In Spanish 3 we just wrapped up a unit I reworked to continue working on students’ narration in the past, framed within understanding and talking about the news. This activity we did combines culture, interest, interpretive (reading) skills, presentational (writing), and interpersonal (speaking) skills.
First, using a newspaper website or a regional/international version of Google News, find as many interesting news articles as you will have groups. Make sure it’s an eyewitness-worthy event (a great goal, an accident, a dramatic rescue, a strange happening, etc.-not a celebrity baby being born, e.g.).
Give each group an article and give them about 4 minutes (timed) to put the main idea in a sentence (proficiency skill: identifying the main idea). No details – not how many were wounded, not where the accident was, just “There was a serious accident.”
After everyone shares the main idea, they have 10 minutes to find four main details that include a past action and put those into sentence form.
Then, each person has 3 minutes to come up with their own detail as if they had witnessed the event. Encourage creativity – an elephant wearing a large purple hat slipped on a banana, for example. To keep students learning vocabulary without extending themselves too far, limit this detail to one word they don’t know.
As a class, talk about how to ask questions a typical reporter would ask – what happened? where were you? what did you see?
Finally, mix the groups. One person is the reporter and the other person is the eyewitness. Students interview each other to get an idea of what happened at the other person’s event. Then, they switch roles and role-play it again.
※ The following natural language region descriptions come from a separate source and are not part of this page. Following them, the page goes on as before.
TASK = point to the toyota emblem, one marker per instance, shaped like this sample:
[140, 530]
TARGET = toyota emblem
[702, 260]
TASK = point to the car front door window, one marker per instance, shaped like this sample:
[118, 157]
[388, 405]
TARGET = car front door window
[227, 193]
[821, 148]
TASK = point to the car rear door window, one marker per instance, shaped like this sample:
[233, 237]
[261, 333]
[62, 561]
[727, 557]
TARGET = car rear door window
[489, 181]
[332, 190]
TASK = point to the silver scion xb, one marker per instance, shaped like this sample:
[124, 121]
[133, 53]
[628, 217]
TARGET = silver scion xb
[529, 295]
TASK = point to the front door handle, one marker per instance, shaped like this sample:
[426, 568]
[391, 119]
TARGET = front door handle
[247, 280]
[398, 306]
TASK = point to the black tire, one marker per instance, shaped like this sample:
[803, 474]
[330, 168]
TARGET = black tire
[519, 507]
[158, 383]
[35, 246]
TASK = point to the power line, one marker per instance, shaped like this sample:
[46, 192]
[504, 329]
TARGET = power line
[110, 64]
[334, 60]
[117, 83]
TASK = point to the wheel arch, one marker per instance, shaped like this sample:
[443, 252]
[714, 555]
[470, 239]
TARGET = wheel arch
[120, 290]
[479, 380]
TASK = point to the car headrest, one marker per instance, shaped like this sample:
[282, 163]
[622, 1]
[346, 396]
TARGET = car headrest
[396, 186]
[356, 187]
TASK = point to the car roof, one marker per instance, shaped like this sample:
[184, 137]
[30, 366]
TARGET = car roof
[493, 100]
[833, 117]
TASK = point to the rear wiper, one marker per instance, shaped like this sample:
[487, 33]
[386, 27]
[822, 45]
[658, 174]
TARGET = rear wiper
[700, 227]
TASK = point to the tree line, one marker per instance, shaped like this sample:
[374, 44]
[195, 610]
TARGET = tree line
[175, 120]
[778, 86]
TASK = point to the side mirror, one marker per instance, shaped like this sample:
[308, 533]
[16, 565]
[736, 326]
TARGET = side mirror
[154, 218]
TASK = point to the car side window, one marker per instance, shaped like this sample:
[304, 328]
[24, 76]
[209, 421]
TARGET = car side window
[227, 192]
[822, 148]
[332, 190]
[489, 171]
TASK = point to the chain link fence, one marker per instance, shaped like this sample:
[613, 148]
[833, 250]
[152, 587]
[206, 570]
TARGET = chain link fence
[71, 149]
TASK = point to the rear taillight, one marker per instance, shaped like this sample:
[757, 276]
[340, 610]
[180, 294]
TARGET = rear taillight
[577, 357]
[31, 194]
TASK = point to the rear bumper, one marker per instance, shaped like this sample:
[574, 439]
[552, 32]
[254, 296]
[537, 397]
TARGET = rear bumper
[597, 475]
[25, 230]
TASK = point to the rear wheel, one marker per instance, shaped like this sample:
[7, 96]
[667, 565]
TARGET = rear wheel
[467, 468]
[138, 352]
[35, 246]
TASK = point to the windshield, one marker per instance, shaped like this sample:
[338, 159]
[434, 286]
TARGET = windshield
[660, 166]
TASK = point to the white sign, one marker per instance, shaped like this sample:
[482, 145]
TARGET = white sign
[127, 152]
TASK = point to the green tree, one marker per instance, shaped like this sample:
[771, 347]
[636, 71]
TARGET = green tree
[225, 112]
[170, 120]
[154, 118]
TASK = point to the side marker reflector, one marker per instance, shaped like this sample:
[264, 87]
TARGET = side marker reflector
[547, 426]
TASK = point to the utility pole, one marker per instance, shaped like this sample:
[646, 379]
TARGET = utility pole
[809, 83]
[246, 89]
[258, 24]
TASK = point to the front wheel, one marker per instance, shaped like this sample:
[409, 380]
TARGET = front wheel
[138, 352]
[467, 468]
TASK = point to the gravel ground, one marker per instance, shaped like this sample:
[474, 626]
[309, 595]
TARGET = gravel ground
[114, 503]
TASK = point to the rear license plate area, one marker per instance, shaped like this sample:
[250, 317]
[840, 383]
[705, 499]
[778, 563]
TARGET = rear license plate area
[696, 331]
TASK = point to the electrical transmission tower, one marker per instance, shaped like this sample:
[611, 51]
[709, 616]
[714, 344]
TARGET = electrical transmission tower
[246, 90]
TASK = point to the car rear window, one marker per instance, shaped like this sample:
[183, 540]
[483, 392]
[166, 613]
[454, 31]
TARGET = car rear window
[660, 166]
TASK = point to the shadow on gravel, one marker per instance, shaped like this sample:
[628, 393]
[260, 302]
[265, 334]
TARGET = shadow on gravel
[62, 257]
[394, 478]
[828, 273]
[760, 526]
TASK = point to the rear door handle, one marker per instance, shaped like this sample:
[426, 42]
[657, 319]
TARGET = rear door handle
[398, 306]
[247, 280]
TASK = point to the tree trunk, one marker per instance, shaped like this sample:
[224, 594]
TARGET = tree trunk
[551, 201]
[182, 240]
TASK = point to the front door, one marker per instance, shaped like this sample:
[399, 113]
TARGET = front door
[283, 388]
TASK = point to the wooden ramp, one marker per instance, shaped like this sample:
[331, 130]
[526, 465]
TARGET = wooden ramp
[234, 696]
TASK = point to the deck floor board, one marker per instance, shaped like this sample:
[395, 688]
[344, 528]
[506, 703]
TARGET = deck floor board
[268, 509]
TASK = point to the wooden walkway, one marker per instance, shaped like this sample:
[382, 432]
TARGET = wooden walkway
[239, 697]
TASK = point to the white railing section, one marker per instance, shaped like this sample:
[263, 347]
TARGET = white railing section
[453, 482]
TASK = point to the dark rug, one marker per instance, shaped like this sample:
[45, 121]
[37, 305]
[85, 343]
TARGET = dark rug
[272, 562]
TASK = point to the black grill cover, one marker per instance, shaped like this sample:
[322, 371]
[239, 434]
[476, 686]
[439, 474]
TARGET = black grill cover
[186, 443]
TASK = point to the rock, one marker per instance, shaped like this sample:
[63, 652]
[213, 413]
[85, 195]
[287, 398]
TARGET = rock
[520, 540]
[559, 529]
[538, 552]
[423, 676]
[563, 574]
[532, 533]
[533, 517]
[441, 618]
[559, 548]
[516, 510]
By timing this, we paced the activity rather quickly and finished it within one class period. Students were reading, writing, listening, and speaking (both prepared sentences and spontaneously – they didn’t know what the “reporter” would ask), practicing past tenses, practicing vocabulary, working collaboratively and individually, all these integrated the way real life is. During the speaking at the end, I listened briefly to each pair and gave them a grade based on the categories I assess when spot-checking.